Mechanisms of ductular reaction in non-alcoholic steatohepatitis

Figure 1 The different compartments of the ductular reaction, including hepatocyte self-proliferation and transdifferentiation, hepatic progenitor cell differentiation, and cholangiocyte proliferation and transdifferention. HPC: Hepatic progenitor cell.

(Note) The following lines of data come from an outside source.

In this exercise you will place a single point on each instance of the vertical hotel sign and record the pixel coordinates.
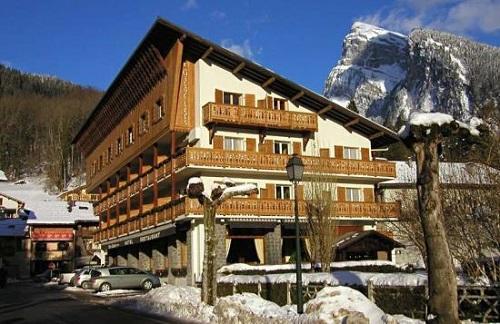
(52, 234)
(185, 107)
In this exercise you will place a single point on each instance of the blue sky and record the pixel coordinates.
(87, 42)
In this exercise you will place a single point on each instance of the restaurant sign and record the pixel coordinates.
(52, 234)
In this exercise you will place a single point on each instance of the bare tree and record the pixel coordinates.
(218, 195)
(322, 225)
(424, 135)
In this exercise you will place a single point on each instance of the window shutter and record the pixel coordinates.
(365, 154)
(249, 100)
(339, 152)
(269, 102)
(251, 143)
(271, 190)
(218, 96)
(324, 153)
(297, 148)
(368, 194)
(341, 194)
(300, 192)
(218, 142)
(261, 103)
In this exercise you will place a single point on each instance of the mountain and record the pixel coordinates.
(38, 117)
(388, 75)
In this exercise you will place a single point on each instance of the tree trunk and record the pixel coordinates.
(209, 283)
(442, 303)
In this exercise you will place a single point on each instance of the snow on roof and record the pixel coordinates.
(2, 176)
(449, 173)
(44, 208)
(12, 227)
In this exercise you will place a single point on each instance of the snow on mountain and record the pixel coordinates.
(390, 75)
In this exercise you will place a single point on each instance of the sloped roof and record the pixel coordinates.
(162, 35)
(449, 173)
(351, 238)
(44, 208)
(13, 227)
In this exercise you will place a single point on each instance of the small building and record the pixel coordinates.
(58, 233)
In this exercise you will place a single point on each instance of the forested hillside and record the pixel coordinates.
(38, 117)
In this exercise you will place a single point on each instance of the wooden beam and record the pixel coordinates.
(297, 96)
(268, 82)
(324, 110)
(376, 135)
(207, 52)
(352, 122)
(239, 67)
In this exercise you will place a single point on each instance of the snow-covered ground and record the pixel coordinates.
(332, 305)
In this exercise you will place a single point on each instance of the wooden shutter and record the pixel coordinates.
(218, 142)
(261, 103)
(266, 147)
(300, 192)
(339, 152)
(269, 102)
(219, 96)
(324, 153)
(297, 148)
(250, 100)
(271, 190)
(368, 195)
(340, 194)
(365, 154)
(251, 144)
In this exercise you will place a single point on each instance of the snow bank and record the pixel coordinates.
(281, 267)
(343, 305)
(250, 308)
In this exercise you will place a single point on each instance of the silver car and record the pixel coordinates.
(105, 279)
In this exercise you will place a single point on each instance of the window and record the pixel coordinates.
(353, 194)
(281, 147)
(119, 145)
(110, 150)
(231, 98)
(279, 104)
(159, 109)
(130, 135)
(283, 192)
(233, 144)
(143, 123)
(351, 153)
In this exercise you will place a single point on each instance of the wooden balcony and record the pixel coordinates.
(281, 207)
(262, 161)
(230, 115)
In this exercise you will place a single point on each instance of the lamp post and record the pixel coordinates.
(295, 171)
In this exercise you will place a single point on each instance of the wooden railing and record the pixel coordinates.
(263, 161)
(259, 117)
(282, 207)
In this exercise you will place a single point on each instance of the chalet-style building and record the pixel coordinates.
(183, 106)
(39, 230)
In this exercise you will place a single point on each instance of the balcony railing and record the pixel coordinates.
(259, 117)
(282, 207)
(262, 161)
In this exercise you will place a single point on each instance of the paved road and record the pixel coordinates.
(32, 303)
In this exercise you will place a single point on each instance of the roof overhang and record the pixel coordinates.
(163, 34)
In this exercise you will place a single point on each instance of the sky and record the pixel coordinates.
(88, 42)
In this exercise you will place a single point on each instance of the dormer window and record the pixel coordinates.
(232, 98)
(352, 153)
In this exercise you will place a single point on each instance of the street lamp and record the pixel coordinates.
(295, 171)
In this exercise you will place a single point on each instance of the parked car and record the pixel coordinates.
(105, 279)
(47, 275)
(82, 278)
(67, 277)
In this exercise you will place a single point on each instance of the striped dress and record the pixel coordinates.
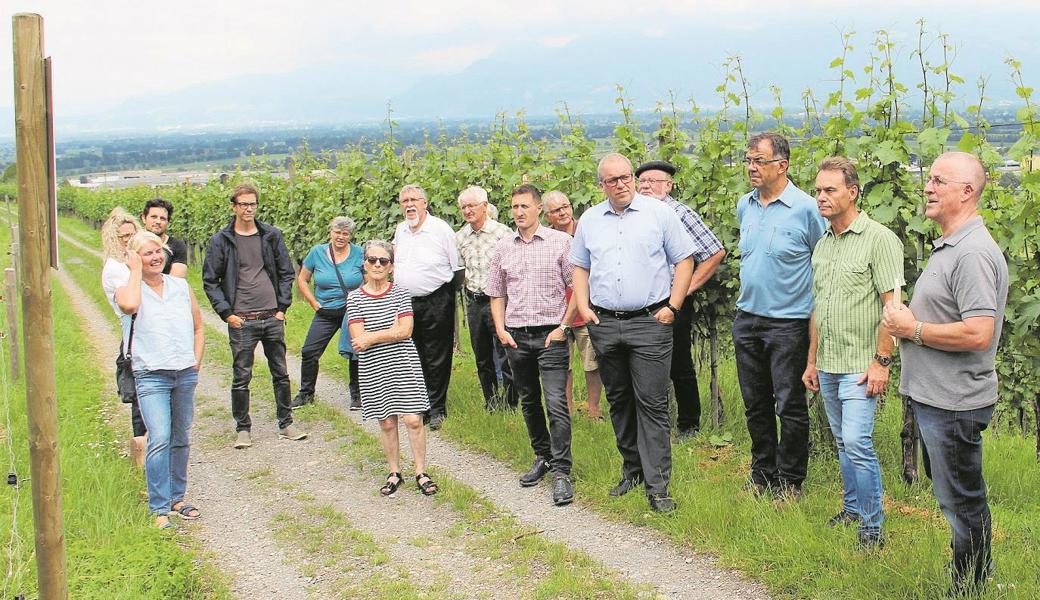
(390, 373)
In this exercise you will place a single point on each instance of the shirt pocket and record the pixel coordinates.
(855, 277)
(786, 243)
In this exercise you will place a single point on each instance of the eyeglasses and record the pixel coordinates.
(625, 179)
(937, 181)
(759, 161)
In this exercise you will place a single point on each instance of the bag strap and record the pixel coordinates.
(133, 319)
(335, 267)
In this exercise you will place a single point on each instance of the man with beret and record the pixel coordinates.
(655, 181)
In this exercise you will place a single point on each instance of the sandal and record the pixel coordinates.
(391, 487)
(429, 488)
(186, 512)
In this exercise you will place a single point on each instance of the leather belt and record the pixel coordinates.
(256, 315)
(625, 315)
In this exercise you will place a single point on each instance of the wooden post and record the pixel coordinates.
(16, 361)
(33, 192)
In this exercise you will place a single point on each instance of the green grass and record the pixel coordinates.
(790, 549)
(112, 548)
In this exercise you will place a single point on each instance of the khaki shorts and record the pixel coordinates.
(581, 341)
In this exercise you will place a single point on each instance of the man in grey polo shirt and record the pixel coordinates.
(949, 347)
(855, 267)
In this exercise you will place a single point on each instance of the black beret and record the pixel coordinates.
(656, 165)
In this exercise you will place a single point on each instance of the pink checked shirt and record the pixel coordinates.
(533, 277)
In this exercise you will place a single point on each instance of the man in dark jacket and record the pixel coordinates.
(248, 277)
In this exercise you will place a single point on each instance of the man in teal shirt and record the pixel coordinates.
(779, 228)
(855, 267)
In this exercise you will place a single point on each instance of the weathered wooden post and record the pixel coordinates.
(34, 188)
(16, 361)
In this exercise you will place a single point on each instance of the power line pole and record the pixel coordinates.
(34, 209)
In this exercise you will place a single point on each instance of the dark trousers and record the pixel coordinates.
(434, 335)
(953, 441)
(323, 328)
(634, 357)
(486, 345)
(529, 360)
(270, 333)
(687, 394)
(136, 420)
(771, 358)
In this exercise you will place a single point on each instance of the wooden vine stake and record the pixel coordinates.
(35, 185)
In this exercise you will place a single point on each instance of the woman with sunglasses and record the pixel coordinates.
(335, 269)
(380, 320)
(117, 231)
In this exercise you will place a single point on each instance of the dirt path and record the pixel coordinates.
(250, 496)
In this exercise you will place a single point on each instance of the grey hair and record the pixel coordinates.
(412, 186)
(474, 191)
(379, 243)
(342, 224)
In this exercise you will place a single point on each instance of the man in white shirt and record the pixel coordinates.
(427, 267)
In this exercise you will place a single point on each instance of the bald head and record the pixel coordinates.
(966, 167)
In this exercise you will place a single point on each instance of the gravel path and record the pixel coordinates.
(242, 544)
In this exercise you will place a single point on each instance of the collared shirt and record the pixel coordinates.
(707, 243)
(776, 254)
(850, 272)
(965, 277)
(475, 250)
(533, 277)
(426, 259)
(629, 255)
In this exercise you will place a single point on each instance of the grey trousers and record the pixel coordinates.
(634, 359)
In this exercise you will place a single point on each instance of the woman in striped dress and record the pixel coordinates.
(380, 322)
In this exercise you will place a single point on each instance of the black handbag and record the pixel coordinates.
(124, 369)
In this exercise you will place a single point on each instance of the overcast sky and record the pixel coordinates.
(108, 50)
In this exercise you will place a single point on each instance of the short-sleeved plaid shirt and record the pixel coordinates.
(707, 243)
(533, 277)
(475, 250)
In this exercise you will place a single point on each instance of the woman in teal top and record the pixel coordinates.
(329, 302)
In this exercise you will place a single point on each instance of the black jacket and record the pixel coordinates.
(219, 270)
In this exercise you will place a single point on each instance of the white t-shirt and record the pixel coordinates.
(426, 259)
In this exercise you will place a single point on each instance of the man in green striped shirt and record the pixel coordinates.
(856, 266)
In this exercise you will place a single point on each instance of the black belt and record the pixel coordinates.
(256, 315)
(533, 329)
(625, 315)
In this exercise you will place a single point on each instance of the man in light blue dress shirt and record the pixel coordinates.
(622, 253)
(779, 227)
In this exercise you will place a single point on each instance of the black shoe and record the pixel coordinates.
(624, 486)
(660, 502)
(538, 470)
(871, 540)
(843, 518)
(563, 490)
(302, 399)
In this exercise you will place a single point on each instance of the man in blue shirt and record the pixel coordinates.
(779, 227)
(623, 252)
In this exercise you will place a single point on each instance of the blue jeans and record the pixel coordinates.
(851, 414)
(166, 400)
(953, 440)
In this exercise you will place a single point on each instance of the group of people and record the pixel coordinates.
(820, 308)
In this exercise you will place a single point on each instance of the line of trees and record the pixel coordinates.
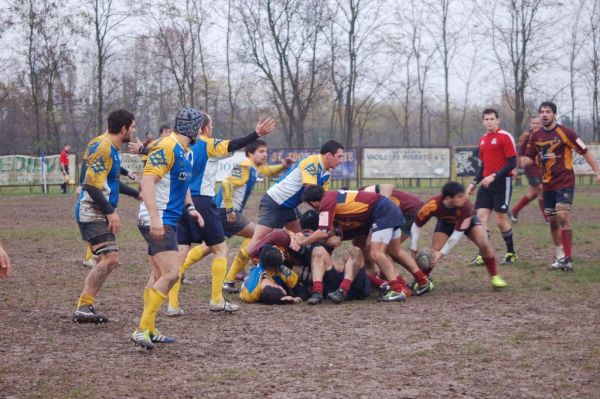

Figure 2 A series of highly conserved signaling pathways in the ductular reaction which promotes the occurrence of non-alcoholic fatty liver disease and aggravates the prognosis of non-alcoholic steatohepatitis (Created with BioRender. com). A: The Notch signaling pathway regulates expression of genes, such as the Hes and Hey-related family, to determine cell differentiation and function, maintain liver homeostasis, repair liver damage, and regulate liver metabolism, inflammation, and cancer; B: The Hippo/YAP-TAZ signaling pathway can regulate liver size, metabolism, cell proliferation, cell migration, the epithelial-mesenchymal transition, and formation of the extracellular matrix and cytoskeleton formation, etc; C: The Wnt/β-catenin signaling pathway affects liver development and physiological functions of all liver disease stages, from initial injury and inflammation to fibrosis, cirrhosis and tumor occurrence; D: The hedgehog signaling pathway affects cell proliferation, migration, and differentiation; E: The HGF/c-Met signaling pathway activates multiple intracellular signaling pathways and affect cell proliferation, migration, and differentiation; F: The TWEAK/Fn14 signaling pathway regulates tissue inflammation and damage repair in addition to cell survival and death. HPC: Hepatic progenitor cell; NASH: Non-alcoholic steatohepatitis.